Este fenómeno no solamente se da en los prados ficticios. Lo vemos continuamente con cuestiones de cambio climático, sobrepesca, deforestación, contaminación del aire… En todos esos casos, el recurso común, ya sea la atmósfera, el océano o el espacio público, se degrada porque nadie tiene el incentivo directo de protegerlo, y todos tienen el incentivo inmediato de aprovecharlo un poco más. Existen incluso ejemplos cotidianos que pueden reflejar la misma lógica. Por ejemplo, durante los primeros meses de la pandemia de COVID-19, los supermercados se convirtieron en una tragedia de los (bienes) comunes a pequeña escala. Las compras motivadas por el pánico (papel higiénico, desinfectante, garrafas de agua…) provocaron que, al darse cuenta los compradores de que debían llevarse lo que pudieran, los estantes se vaciaran rápidamente. Algunos ciudadanos se apresuraron a comprar para intentar garantizar su propia seguridad, lo que supuso el agotamiento de productos básicos. En aquel momento nadie pretendía cometer ningún crimen, pero la prisa colectiva sí causó una escasez temporal, muy similar a la que imaginó Garret Hardin.
¿Cuál sería la solución a la tragedia de los comunes? Hardin concluyó que solo existían dos soluciones a rasgos generales: o bien dividir los «prados comunales» en parcelas privadas o imponer regulación gubernamental (o de otra autoridad superior). En palabras del ecólogo, la propiedad común era «perjudicial para su sostenibilidad»; solo «la propiedad privada o el Estado» podían prevenir la ruina.

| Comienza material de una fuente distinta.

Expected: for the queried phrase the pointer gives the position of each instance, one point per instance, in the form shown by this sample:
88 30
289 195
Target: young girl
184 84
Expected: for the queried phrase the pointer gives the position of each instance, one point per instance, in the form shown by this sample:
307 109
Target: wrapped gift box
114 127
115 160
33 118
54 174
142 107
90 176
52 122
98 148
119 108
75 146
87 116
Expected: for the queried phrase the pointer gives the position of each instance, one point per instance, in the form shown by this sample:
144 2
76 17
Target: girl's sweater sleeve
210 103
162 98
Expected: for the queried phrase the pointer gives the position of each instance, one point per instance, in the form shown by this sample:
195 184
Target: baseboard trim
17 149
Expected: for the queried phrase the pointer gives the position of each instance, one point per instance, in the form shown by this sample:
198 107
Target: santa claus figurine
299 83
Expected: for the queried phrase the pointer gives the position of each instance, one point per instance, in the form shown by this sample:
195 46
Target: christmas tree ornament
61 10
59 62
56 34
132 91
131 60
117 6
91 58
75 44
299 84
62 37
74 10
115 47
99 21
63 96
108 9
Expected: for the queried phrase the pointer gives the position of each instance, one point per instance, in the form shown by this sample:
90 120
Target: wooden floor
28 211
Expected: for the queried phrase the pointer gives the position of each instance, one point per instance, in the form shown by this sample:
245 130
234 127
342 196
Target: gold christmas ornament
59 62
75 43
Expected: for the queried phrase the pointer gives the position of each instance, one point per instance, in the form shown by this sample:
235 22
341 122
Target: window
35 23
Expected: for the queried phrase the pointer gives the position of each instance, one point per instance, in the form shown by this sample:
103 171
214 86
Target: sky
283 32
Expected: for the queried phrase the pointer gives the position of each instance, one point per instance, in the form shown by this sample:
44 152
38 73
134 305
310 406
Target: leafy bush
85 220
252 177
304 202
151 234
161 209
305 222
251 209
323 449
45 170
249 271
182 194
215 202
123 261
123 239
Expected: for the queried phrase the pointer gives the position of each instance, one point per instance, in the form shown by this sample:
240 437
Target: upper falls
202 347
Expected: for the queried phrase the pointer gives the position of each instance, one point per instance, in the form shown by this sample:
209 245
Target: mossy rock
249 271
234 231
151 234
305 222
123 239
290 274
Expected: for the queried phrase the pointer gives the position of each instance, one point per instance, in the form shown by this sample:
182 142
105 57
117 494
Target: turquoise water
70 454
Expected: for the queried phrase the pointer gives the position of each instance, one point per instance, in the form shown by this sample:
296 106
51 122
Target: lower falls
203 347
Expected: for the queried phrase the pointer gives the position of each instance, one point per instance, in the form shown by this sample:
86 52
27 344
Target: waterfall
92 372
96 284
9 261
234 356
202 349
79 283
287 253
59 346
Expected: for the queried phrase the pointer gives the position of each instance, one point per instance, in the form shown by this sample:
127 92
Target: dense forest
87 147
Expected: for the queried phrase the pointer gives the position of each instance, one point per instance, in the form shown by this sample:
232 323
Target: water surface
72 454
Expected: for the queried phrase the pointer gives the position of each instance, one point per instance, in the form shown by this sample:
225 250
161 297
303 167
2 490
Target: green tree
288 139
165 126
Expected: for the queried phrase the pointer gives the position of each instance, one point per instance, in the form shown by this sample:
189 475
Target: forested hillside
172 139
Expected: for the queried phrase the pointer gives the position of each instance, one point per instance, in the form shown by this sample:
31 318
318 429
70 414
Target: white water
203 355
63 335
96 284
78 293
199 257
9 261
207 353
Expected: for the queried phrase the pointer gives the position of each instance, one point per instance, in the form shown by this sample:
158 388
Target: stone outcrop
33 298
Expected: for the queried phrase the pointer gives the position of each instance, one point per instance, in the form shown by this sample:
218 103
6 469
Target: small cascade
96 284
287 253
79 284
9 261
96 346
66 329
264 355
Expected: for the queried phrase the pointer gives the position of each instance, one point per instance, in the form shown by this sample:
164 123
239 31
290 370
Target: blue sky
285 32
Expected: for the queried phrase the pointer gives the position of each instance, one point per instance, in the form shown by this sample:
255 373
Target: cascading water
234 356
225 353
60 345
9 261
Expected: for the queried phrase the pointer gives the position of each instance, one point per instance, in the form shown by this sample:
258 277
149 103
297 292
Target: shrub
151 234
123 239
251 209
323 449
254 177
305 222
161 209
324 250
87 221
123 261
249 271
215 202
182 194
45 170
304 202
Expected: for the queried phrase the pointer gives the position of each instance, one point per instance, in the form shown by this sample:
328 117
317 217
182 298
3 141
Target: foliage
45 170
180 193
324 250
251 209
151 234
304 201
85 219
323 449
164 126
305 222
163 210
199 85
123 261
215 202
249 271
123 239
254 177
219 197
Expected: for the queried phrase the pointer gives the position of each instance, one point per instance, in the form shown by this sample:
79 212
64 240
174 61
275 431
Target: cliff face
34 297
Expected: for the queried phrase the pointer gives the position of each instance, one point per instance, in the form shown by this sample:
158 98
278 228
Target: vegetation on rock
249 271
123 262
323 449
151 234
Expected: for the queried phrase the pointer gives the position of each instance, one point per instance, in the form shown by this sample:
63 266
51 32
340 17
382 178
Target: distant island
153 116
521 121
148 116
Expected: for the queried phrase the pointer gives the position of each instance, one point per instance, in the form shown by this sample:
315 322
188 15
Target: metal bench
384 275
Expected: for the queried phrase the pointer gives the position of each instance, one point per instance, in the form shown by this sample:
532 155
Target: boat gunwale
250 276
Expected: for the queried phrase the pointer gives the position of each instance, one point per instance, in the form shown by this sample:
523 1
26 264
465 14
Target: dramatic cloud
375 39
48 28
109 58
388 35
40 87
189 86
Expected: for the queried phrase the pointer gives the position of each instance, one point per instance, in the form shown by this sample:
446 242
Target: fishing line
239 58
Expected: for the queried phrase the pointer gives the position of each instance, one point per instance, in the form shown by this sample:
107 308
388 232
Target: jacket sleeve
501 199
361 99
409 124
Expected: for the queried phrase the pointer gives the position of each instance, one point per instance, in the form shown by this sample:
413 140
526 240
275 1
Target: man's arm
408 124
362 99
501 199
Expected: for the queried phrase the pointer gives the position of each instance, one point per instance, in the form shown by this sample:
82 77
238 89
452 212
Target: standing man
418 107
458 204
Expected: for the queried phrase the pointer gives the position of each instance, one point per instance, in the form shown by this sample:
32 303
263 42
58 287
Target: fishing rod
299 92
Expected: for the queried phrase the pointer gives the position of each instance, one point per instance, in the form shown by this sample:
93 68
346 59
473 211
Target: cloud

Elinor Ostrom ha demostrado que existen comunidades que pueden crear reglas que protejan los recursos compartidos sin necesidad de privatizarlos
Dicho lo cual, la tragedia de los comunes no es inevitable, apuntan algunos. Durante décadas, economistas y sociólogos como Elinor Ostrom (Premio Nobel de Economía en 2009) han demostrado que existen comunidades que pueden crear reglas, acuerdos y sanciones que protejan los recursos compartidos sin necesidad de privatizarlos o depender exclusivamente del Estado. Por ejemplo, según sus investigaciones, hay comunidades de pastores suizos que llevan siglos rotando su ganado en pastos comunes; hay aldeanos japoneses que gestionan conjuntamente sus bosques; y hay agricultores filipinos que coordinan el uso del riego para sus cultivos de arroz. En este sentido, el trabajo de Ostrom muestra que «todo es posible, pero nada está garantizado». Como ella misma afirmó, «no estamos atrapados en tragedias inexorables ni somos ajenos a la responsabilidad moral».
En el debate entre Hardin y Ostrom, entre el pesimismo u optimismo, respectivamente, como motor de cambio, el acuerdo está en que los individuos deberían verse como parte de una comunidad, no solo como consumidores independientes. En lugar de pensar «¿cuánto puedo ganar yo?», la pregunta se transforma en «¿cómo podemos mantener esto entre todos?».